Earthquakes had shaken down more than half the tall, slim columns. Sirocco has bitten deep into those still standing, and into the fallen fragments which strew the landward slope; fragments lying among gnarled olives, seemingly as wind-eaten and ancient as themselves. Among these fluted fragments grew wild pansies and crimson lupins, from which little Fortunato gathered nosegays, as he shrilled, in his boyish falsetto, songs of love and sorrow—or sat and kicked his heels upon the margin of an old bottle-shaped cistern. Tourists whirled up dustily for a cursory inspection—Baedeker in hand—and whirled as quickly away, bent on getting through the sights and passing on; but still Peripatetica and Jane lingered and dreamed among the ruins until Fortunato, visibly bored, suggested a short cut back to the hotel. It led them by fields of lupin, spread like crimson velvet mantles on the hillside, where the contadini cut the glowing crop, heaping it upon asses until they seemed but a moving mass of blossom trotting home on brown legs. Goats, Fortunato volunteered, detested—for some curious goatish reason he could not explain—this picturesque food, but donkeys! ah, to donkeys it was—in a burst of superlative explanation—“the donkey macaroni.”
This short cut led, too—apparently to Fortunato’s surprise and dismay—directly through a walled farmyard surrounding a frowning, half-ruined casa, nail-studded of door and barred of window, and with an air of ancient and secretive menace. It was the sort of place travellers in such books as “The Mysteries of Udolpho” used to come upon at nightfall, far from any other habitation, with a thunderstorm about to break among the mountains, and the leader of their four-horsed travelling carriage hopelessly lame, so that the delicate and shrinking heroine must, willy nilly, beg for a night’s accommodation and the surly inhabitant’s sinister hospitality. Curiously enough the dwellers in this casa were, it seemed, of the exact Udolpho variety. Ringing the correctly rusty bell, and battering upon the massive gate with their parasol handles aroused a storm of deep-mouthed baying of dogs within, and a fierce brown face finally appeared at a small wooden shutter to demand the cause of the intrusion. Fortunato’s heart and legs plainly turned to water at the sight of this person, but realizing that he had got Jane and Peripatetica into a hole and must get them out, he wheedled in such honeyed and persuasive Sicilian, that at last, and reluctantly, the heavy portal
“Ground its teeth to let them pass,”
the furious dogs having first been chained. Very arid and ruined and poor this jealously guarded dwelling seemed. Nothing was visible the protection of which required those four big wolf-like dogs that shrieked and bounded and tore at their chains as the intruders passed; nor that the lean fierce man and his leaner and fiercer wife and children should accompany them like a jailer’s guard to the exit. Fortunately this nether door was unbarred before the lean man demanded money for having permitted them to cross his land, and having a sense of Fortunato’s imploring eyes upon them they made the gift a lire instead of a copper, and pushing through the door fled as for their lives.
“So there really was an Italy like the Italy of the romantic Georgian novel!” said Jane wonderingly, as soon as she could catch breath.

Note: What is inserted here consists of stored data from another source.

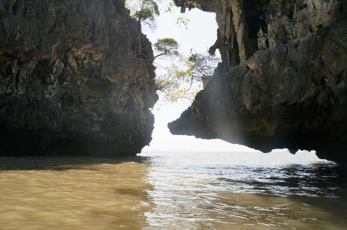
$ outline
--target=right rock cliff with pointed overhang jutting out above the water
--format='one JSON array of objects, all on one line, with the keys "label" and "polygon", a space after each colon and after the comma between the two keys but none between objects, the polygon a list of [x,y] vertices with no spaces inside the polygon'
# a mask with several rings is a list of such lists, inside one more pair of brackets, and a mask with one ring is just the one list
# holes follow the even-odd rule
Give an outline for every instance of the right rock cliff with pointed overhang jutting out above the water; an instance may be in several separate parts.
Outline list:
[{"label": "right rock cliff with pointed overhang jutting out above the water", "polygon": [[170,132],[346,165],[346,2],[198,2],[217,14],[210,53],[219,48],[222,63]]}]

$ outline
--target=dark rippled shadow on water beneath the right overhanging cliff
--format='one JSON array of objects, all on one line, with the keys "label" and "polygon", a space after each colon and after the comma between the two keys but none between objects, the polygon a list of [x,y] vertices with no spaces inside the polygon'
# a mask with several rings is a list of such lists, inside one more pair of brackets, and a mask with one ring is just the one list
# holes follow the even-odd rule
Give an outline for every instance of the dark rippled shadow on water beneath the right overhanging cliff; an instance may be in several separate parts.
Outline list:
[{"label": "dark rippled shadow on water beneath the right overhanging cliff", "polygon": [[[247,192],[280,196],[345,196],[347,188],[346,168],[335,163],[291,164],[284,166],[239,166],[238,174],[223,173],[220,185],[231,186]],[[221,175],[221,174],[219,174]],[[237,177],[237,178],[235,178]]]}]

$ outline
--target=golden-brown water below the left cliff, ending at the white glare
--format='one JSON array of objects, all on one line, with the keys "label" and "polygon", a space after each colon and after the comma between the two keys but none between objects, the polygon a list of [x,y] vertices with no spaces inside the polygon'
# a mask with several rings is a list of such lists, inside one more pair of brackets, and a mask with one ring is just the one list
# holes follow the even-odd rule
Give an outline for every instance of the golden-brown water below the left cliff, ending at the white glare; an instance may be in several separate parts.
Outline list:
[{"label": "golden-brown water below the left cliff, ending at the white glare", "polygon": [[1,158],[0,229],[142,229],[150,166],[131,160]]}]

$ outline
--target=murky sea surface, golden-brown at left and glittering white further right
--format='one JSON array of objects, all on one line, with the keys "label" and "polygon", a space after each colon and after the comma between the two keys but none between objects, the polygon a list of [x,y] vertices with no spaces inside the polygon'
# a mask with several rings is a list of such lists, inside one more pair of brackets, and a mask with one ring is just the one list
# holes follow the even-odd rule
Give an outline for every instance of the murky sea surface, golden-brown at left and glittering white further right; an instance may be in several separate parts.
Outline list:
[{"label": "murky sea surface, golden-brown at left and glittering white further right", "polygon": [[1,230],[346,230],[347,173],[314,153],[0,157]]}]

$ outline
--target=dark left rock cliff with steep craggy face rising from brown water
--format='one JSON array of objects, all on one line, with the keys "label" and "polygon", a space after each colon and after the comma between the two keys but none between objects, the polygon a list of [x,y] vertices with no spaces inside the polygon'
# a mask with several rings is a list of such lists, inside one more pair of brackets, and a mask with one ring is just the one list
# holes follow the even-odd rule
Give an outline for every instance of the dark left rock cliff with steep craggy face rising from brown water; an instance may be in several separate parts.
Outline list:
[{"label": "dark left rock cliff with steep craggy face rising from brown water", "polygon": [[128,156],[149,144],[153,51],[124,1],[5,0],[0,20],[1,155]]}]

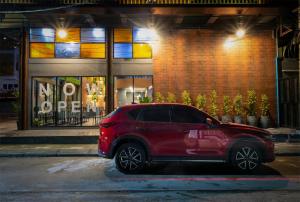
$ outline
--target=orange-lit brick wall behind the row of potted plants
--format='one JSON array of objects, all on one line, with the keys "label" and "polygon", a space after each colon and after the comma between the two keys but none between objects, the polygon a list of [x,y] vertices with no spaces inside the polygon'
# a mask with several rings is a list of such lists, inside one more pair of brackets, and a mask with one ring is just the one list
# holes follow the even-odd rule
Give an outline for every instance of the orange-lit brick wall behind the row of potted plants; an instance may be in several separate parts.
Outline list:
[{"label": "orange-lit brick wall behind the row of potted plants", "polygon": [[272,31],[252,33],[224,47],[228,37],[222,31],[203,29],[168,30],[160,33],[159,47],[154,48],[154,90],[176,94],[181,101],[183,90],[209,95],[216,89],[220,115],[223,96],[241,93],[246,101],[248,89],[266,93],[275,118],[275,40]]}]

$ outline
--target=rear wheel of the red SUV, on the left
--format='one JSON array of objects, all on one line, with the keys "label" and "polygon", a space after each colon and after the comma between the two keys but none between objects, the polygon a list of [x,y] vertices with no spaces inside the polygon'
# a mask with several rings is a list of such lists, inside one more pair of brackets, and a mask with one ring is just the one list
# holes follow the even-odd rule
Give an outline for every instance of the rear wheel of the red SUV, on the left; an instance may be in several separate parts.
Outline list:
[{"label": "rear wheel of the red SUV, on the left", "polygon": [[145,167],[145,161],[145,149],[136,143],[123,144],[115,157],[117,169],[125,174],[140,173]]}]

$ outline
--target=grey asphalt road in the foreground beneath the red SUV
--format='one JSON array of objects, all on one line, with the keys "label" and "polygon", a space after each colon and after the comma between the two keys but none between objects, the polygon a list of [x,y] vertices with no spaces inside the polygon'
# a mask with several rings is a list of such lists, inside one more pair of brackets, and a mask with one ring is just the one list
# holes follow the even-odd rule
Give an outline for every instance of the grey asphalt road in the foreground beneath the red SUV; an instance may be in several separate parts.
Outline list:
[{"label": "grey asphalt road in the foreground beneath the red SUV", "polygon": [[124,175],[96,157],[0,158],[0,201],[299,201],[300,157],[252,174],[224,164],[159,164]]}]

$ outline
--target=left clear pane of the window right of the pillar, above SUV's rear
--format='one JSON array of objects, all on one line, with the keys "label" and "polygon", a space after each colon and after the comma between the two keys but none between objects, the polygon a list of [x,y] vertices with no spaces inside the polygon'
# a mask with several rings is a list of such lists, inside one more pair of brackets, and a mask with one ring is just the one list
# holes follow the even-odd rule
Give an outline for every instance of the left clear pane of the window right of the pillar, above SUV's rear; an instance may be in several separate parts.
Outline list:
[{"label": "left clear pane of the window right of the pillar, above SUV's rear", "polygon": [[133,103],[133,78],[118,76],[114,81],[114,108]]}]

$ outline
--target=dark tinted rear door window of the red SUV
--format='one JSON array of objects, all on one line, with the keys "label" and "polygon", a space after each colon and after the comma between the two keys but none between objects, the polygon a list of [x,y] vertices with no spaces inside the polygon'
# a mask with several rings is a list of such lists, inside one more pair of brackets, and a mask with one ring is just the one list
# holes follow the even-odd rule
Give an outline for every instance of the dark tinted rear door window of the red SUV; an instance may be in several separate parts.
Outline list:
[{"label": "dark tinted rear door window of the red SUV", "polygon": [[138,119],[146,122],[170,122],[170,109],[164,106],[147,107],[142,110]]}]

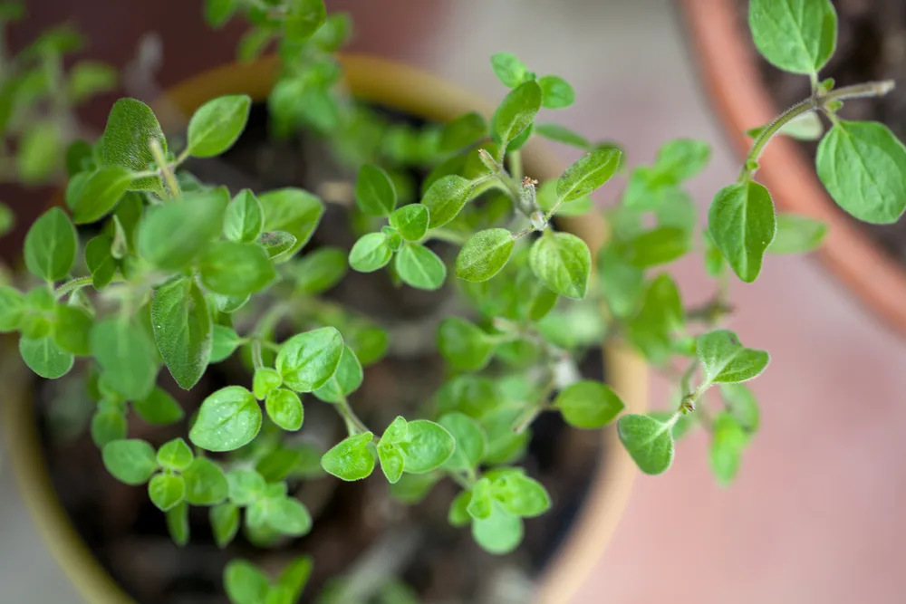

“It’s only another proof,” gasped Peripatetica, “that travellers really do tell the truth. It’s the ignorant stay-at-homes who can’t believe anything they haven’t seen themselves. Fortunato,” she demanded sternly, “who are those people, and why do they behave so absurdly? What are they concealing?”
But no explanation was to be had from that erstwhile fluent and expansive homme du monde. He was frightened, he was vague, and simply darkened counsel.
“I strongly suspect there is some Mafia business behind all this—you naughty boy!” said Jane reprovingly, but Fortunato only pulled his cap over his eyes and slunk away without claiming his day’s wage.
Because of this episode Fortunato found his offered services frigidly dispensed with the next day when he presented himself, Jane and Peripatetica setting out alone to explore the town of Girgenti. They were quite sure they could themselves discover a short cut to the small city which would be much more amusing than the dusty highway. It seemed but a stone’s throw distant, and surely by striking down this footpath, and rounding that rise....
An hour later, panting, dripping, and disgusted, they climbed into the rear of the town, having stumbled through the boulders of dry water-courses, struggled over the huge old rugged pavements of ancient Akragas—washed out of their concealment by winter torrents—skirted outlying villas, and laboured up steps. The short cut had proved the longest way round they could possibly have taken to the inadequate, shabby little museum they had set out to see in this modern successor of the great Greek city. Girgenti, though one of the most thriving of Sicilian towns, thanks to its sulphur mines, only manages to fill one small corner of the hill acropolis of that ancient city, which once covered all the miles stretching between this and the temple-crowned ridge of the southern boundary of cliffs. Akragas found space for nearly a million of inhabitants where Girgenti nourishes but twenty thousand or so.